Fitch's subordinate Doyle, who is investigating Nick, finds that Nick is actually Jeff Kerr, a law-school dropout. He travels to Gardner, Indiana, where both Jeff and his law-school girlfriend Gabby (i.e., Marlee) come from. Doyle quizzes Gabby's mother, who reveals that Gabby's sister died in a shooting years before when she was in high school. At the time, the town of Gardner sued the manufacturer of the guns used, and lost; Fitch had helped the defense win the case. Nick and Marlee's offer is a setup. Doyle calls Fitch to warn him but is too late, as the money has already been paid.
After receiving confirmation of the payment, Nick asks the other jurors to review the facts, saying they owe it to Celeste Wood to deliberate. This triggers Herrera into a rant against the plaintiff, which undermines any support he had from the other jurors. The gun manufacturer is found liable, with the jury awarding $110 million in general damages to Celeste Wood.
After the trial, Nick and Marlee confront Fitch with a receipt for the $15 million bribe, which they will make public unless he retires. Fitch asks Nick how he got the jury to vote for the plaintiff; Nick replies that he did not, explaining that he stopped Fitch from stealing the trial, merely by getting the jury to vote with their hearts. Nick and Marlee inform an indignant Fitch that the $15 million "fee" will benefit the shooting victims in Gardner.
While on his way with Celeste and her son to a celebratory meal, Rohr sees Nick and Marlee watching children play.
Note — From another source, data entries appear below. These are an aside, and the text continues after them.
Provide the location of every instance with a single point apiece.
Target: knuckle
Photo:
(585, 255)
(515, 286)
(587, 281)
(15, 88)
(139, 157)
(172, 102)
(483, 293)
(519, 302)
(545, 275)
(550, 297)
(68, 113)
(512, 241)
They exchange acknowledging looks, and Rohr smiles. He leaves as Marlee and Nick decide to return home to Gardner.
In August 1996, Arnon Milchan and distribution partner Warner Bros. paid a record $8 million for the rights to the novel, and first-look rights to Grisham's next novel.[3] Directors slated to helm the picture included Joel Schumacher and Mike Newell, with the lead offered to Edward Norton and Will Smith.[4] After the release of the 1999 film, The Insider, which, as does the novel, focuses on big tobacco, the studio decided to make the plaintiff sue a gun company instead in the film adaptation.[4]
This is Gene Hackman's and Dustin Hoffman's first film together. At the Pasadena Playhouse, they were classmates, and were both voted "Least Likely to Succeed."
Reception
Box office
The film made $11.8 million in its opening weekend, finishing third. It went on to gross $49.4 million in the United States, and a total of $80.2 million worldwide.[5]
Critical response
On Rotten Tomatoes, the film holds an approval rating of 73%, based on 162 reviews, with an average rating of 6.6/10. The site calls the film "an implausible but entertaining legal thriller".[6] On Metacritic, it has a weighted average score of 61 out of 100, based on 38 reviews, indicating "generally favorable reviews".[7] Audiences polled by CinemaScore gave the film a grade of "A−" on a scale of A+ to F.[8]
Roger Ebert of the Chicago Sun-Times gave the film three stars out of four, and stated that the plot to sell the jury to the highest-bidding party was the most ingenious device in the story, because it avoided pitting the "evil" and the "good" protagonists directly against each other in a stereotypical manner, but it plunged both of them into a moral abyss.[9]